Most of these celebrities have no design experience. Over the years, I’ve given contestants lessons in advance, which have turned into radio and t.v. segments and news articles. Before the buzzer signals the start of the competition, I give them—and the audience—a little demonstration. I do a couple things wrong and a couple things right. They all receive the same materials and have five minutes to create their designs. While they work, my co-host, Catherine Behrendt (of “My West Michigan”) and I ham it up, offering commentary about the emerging designs.
F20: How do you pick a winner?
JS: Catherine and I narrow it down to our top two choices. Past winners, who are ineligible to compete again, are invited to watch and help judge. After we’ve narrowed it down to two designs, the crowd picks. We go with the one that receives the most applause. People come with noisemakers, cowbells, and air horns! When they’re howling, clapping, etc., it draws almost everyone at the show to the design area. It always ends up being a standing room only experience.

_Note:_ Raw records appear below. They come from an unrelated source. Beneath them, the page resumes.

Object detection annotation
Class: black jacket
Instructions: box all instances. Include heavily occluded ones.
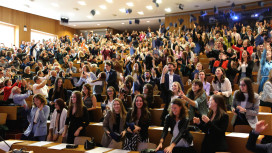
[161,114,193,144]
[125,111,151,141]
[246,131,272,153]
[198,114,229,153]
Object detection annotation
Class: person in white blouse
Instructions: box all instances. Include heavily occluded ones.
[212,67,232,110]
[47,98,67,141]
[232,77,260,129]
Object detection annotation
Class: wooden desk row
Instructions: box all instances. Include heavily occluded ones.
[0,141,139,153]
[86,123,263,153]
[150,108,272,135]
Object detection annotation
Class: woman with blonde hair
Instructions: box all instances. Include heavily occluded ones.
[62,91,89,144]
[101,98,127,149]
[260,70,272,111]
[21,94,50,141]
[181,79,209,121]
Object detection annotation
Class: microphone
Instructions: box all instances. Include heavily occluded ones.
[0,136,11,150]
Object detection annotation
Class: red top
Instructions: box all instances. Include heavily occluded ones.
[213,60,229,69]
[3,82,21,101]
[232,45,253,60]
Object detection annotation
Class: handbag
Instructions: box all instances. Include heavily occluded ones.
[84,138,95,150]
[108,139,123,149]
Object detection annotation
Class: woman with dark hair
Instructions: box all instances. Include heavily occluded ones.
[156,99,195,153]
[232,78,260,129]
[260,70,272,111]
[101,98,127,149]
[123,95,151,151]
[22,66,33,79]
[237,50,254,80]
[212,67,232,110]
[181,80,208,121]
[198,71,211,96]
[101,86,116,115]
[160,72,182,126]
[62,91,89,144]
[47,98,67,141]
[118,75,133,110]
[48,77,68,112]
[193,95,229,153]
[258,43,272,93]
[21,94,50,141]
[89,72,107,102]
[82,84,97,122]
[143,83,154,109]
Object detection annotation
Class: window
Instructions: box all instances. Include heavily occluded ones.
[0,22,15,47]
[30,29,56,42]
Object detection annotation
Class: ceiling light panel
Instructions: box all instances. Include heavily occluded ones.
[99,5,107,10]
[119,8,126,13]
[127,2,134,7]
[137,11,144,15]
[77,1,86,5]
[106,0,113,3]
[164,8,171,12]
[146,5,153,10]
[51,3,59,7]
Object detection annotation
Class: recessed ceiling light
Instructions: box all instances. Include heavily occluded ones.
[51,3,59,7]
[146,5,153,10]
[99,5,107,10]
[127,2,134,6]
[119,8,126,13]
[164,8,171,12]
[137,11,144,15]
[77,1,86,5]
[106,0,113,3]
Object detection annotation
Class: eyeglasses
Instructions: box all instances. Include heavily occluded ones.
[240,84,246,87]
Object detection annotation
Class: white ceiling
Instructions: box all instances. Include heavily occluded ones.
[0,0,258,30]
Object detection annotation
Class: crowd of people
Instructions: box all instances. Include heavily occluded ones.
[0,20,272,153]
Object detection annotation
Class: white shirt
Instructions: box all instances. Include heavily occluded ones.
[171,120,193,147]
[168,72,174,91]
[33,83,48,98]
[34,108,40,123]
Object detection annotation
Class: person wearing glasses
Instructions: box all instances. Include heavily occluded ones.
[232,77,260,129]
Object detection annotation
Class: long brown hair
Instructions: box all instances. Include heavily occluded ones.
[32,94,47,107]
[187,79,206,100]
[109,98,127,124]
[208,95,227,120]
[234,77,255,104]
[131,94,150,122]
[213,67,226,83]
[81,83,92,97]
[169,98,188,120]
[50,77,67,100]
[68,91,84,117]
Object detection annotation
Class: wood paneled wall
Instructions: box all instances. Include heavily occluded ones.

F20: Who provides the prize?
JS: UBloom donates $500 to the winner’s charity and $100 to the other four contestants’. Their charities invoice us, so it’s completely tax-deductible. I’ve also found that the press we get more than makes up for the cost. I was blown away last year when I heard someone say, “the guy from uBloom is here.” My company’s name is known in the industry, but consumers usually just refer to me as “the flower guy.”

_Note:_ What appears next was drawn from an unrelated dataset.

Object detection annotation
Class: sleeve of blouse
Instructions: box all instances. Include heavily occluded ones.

I also have several industry partners who make this possible with product donations: Esprit Miami, Eufloria Flowers, Resendiz Brothers, FernTrust Inc., and Sun Valley Farms. At the end of the competition, Lane distributes bouquets of tulips for Women’s Day. It’s amazing seeing women’s reactions when they get a free bouquet—as well as the guys who can’t wait to give their girlfriends, wives, mothers or daughters flowers.
F20: Let’s talk a bit about getting press. What are your tips?
JS: Whenever I travel for a show or presentation, I call the local t.v. stations and offer to show up with flowers. Every florist should do this. I guarantee you no one will ever turn you down. You might have to be at the station by 6 a.m.—but you’ll definitely get air time and people will wake up seeing you and your flowers!
I also like to go on radio stations. When you’re working with a medium that’s not visual, it’s really important to be animated. Use specific adjectives like “luxurious,” “elegant” and “fragrant” when you talk about flowers. They say more than “pretty” or “nice.” Describe colors and textures. Use an enthusiastic tone, so your passion shines through.
Our celebrities also do a good job of generating press themselves. These people have a following in the community, as do the charities they choose to represent. They really help spread the word about the Flower Power Challenge. A past winner wrote an editorial for the newspaper talking about how the uBloom prize kept them afloat. This, in turn, got them more donations and cast us in a positive light in the community.
The winner of the Flower Power Challenge receives a flower crown. We stole a page from Ellen DeGeneres at the 2014 Oscars and take a group selfie, which always circulates pretty far on social media. The 2016 winner actually made it her profile picture on Facebook all year, which has been great publicity.
F20: What would you like industry players to take away from this experience?
JS: Anyone can replicate this, or do something similar. Every community has its own celebrities.
Every time I do the Flower Power Challenge, people in the audience come up to me and say, “I can’t wait to check out your shop.” I don’t have one. My mission is simply to get consumers interested in buying flowers. If florists do this in their own communities, I’m sure they’d get the same reactions. Design competitions are great for brand awareness. They’ll definitely get you business.